City, state and federal officials took part Tuesday in a sober ceremony to commemorate Mexicali’s 114th anniversary.
“Mexicali is a city that perfectly knows the value of work, willingness, effort, solidarity and honesty, and is a community that knows its destination and path,” said Mayor Gustavo Sánchez.
The event was somehow eclipsed by the death Monday of two police officers and two rescue group members during a helicopter crash while recovering the body of an excursionist who got lost Sunday.
Participants held a moment of silence in memory of the five deceased.
Municipal Institute of Arts and Culture Director Carmen Espinoza stated the Cocopah tribe has lived in the area for over 800 years and their persevereance is a testimony of their hard work.
After several centuries, other immigrants from Japan, India and especially China arrived to the Mexicali Valley to work by creating irrigation canals, promoting trade and livestock through discipline and solidarity, union, responsibility, work, effort and savings, setting a legacy that prevails until today, Espinoza said.
According to the director of the city, where our grandparents and parents were born, has been sustained by love in a soil of men of good will who have created their vision of a paradise.
“This is a land we inherited from our parents and that will be inherited to our children,” Gov.

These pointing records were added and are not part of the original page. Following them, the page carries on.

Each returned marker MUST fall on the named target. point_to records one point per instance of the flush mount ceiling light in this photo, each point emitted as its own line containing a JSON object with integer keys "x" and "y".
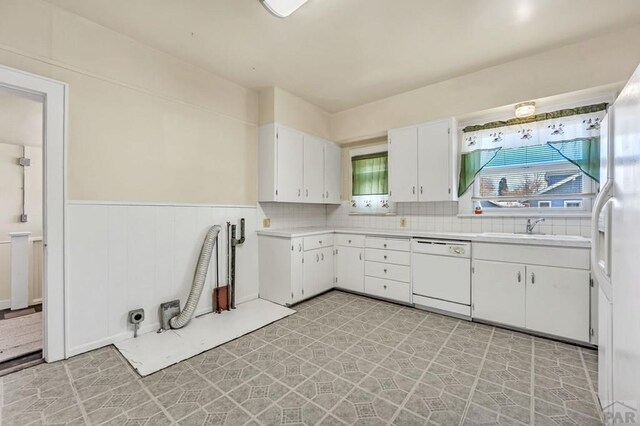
{"x": 282, "y": 8}
{"x": 525, "y": 109}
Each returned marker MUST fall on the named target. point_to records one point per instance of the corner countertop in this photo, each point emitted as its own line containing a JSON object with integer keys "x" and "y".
{"x": 483, "y": 237}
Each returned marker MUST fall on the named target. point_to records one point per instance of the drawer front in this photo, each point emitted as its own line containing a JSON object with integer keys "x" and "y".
{"x": 388, "y": 244}
{"x": 318, "y": 241}
{"x": 388, "y": 256}
{"x": 388, "y": 271}
{"x": 388, "y": 289}
{"x": 349, "y": 240}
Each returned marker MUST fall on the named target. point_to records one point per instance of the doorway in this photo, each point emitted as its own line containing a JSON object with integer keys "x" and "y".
{"x": 21, "y": 227}
{"x": 38, "y": 207}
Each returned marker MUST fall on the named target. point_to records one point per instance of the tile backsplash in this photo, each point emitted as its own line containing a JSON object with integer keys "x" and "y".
{"x": 440, "y": 216}
{"x": 292, "y": 215}
{"x": 443, "y": 216}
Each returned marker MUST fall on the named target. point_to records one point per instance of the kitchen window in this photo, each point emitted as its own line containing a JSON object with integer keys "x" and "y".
{"x": 370, "y": 180}
{"x": 548, "y": 163}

Francisco Vega said in his speech. “This is a land that was originally a small town isolated by the desert that turned into a prosperous metropolitan city.”
Gov. Vega remembered California and Mexico got together to produce the names of the cities of Mexicali and Calexico through their binational relationship.
“This relationship needs bridges, not walls,” Vega said. “The fifth most visited border in the world is without a doubt one of the more genuine binational and exemplary communities all over the world.”